Looking ahead, these current pressures only look set to further intensify. Taking dementia as an example, around a million people in the UK will have the condition by 2025, rising to two million by 2050. As a result, it’s predicted to cost the UK a staggering £66bn by the same date - over half the entire current NHS budget. The country will also need about 1.7 million informal carers by that time, more than twice the estimated amount of people currently providing care.
It’s not just an issue with dementia. In the last 40 years, the number of people surviving cancer has doubled in the UK, which naturally brings its own care challenges, during and after treatment. Longevity also produces a gradual rise in frailty: currently affecting around 10% of those over 65, that figure increases to around 65% of people aged 90 and above.
Where does this all leave us? As far as public policy goes, there’s clearly no way of telling. But when it comes to the private sector – and the protection industry in particular – I strongly feel that with the weight of evidence now in existence, we have what we at Vitality regard as a duty to help. In fact, it’s part of our core purpose.
To illustrate the point, we’ve already launched a world-first benefit with Dementia and FrailCare Cover, designed to help support people as they prepare for their later years, whatever those years may bring.
It’s an integrated product, available on Serious Illness Cover at no extra upfront cost or underwriting, and will help towards the cost of care in later life, particularly for suffers of conditions such as dementia, Alzheimer’s, Parkinson’s, stroke or general frailty. For the duration of the cover term, members enjoy the highest levels of Serious Illness protection. Then, when the term ends, it automatically converts into Dementia and FrailCare Cover to help pay for their later life care.
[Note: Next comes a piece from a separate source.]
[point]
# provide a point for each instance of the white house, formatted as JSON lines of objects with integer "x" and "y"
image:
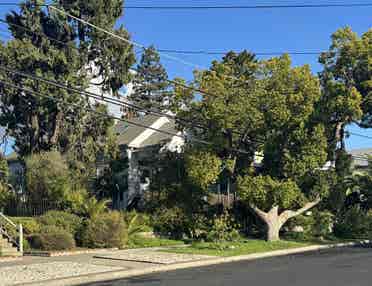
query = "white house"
{"x": 141, "y": 146}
This means that later life protection needs which, until now, have been largely unaddressed, will be met by customers simply continuing to pay the same premium as they did before. Since launch of the benefit in October 2018, we now see the majority of our eligible Serious Illness customers opting into this unique benefit.
We view this a highly significant first step to try and alleviate the social care burden on the state system, as well as helping offer people a little extra peace of mind as they prepare for later life. As I said, for us this is yet another example of our shared value ethos in action – not only do we provide our members with the option of continuing their protection in later life, but we encourage and incentivise them to make healthy choices that will allow them to lead longer and healthier lives. However, and I say this with the rest of the sector in mind, it’s also a huge opportunity to build public confidence in insurance and fulfil what is currently a clearly unmet need. I can only hope the industry will join us in rising to the challenge.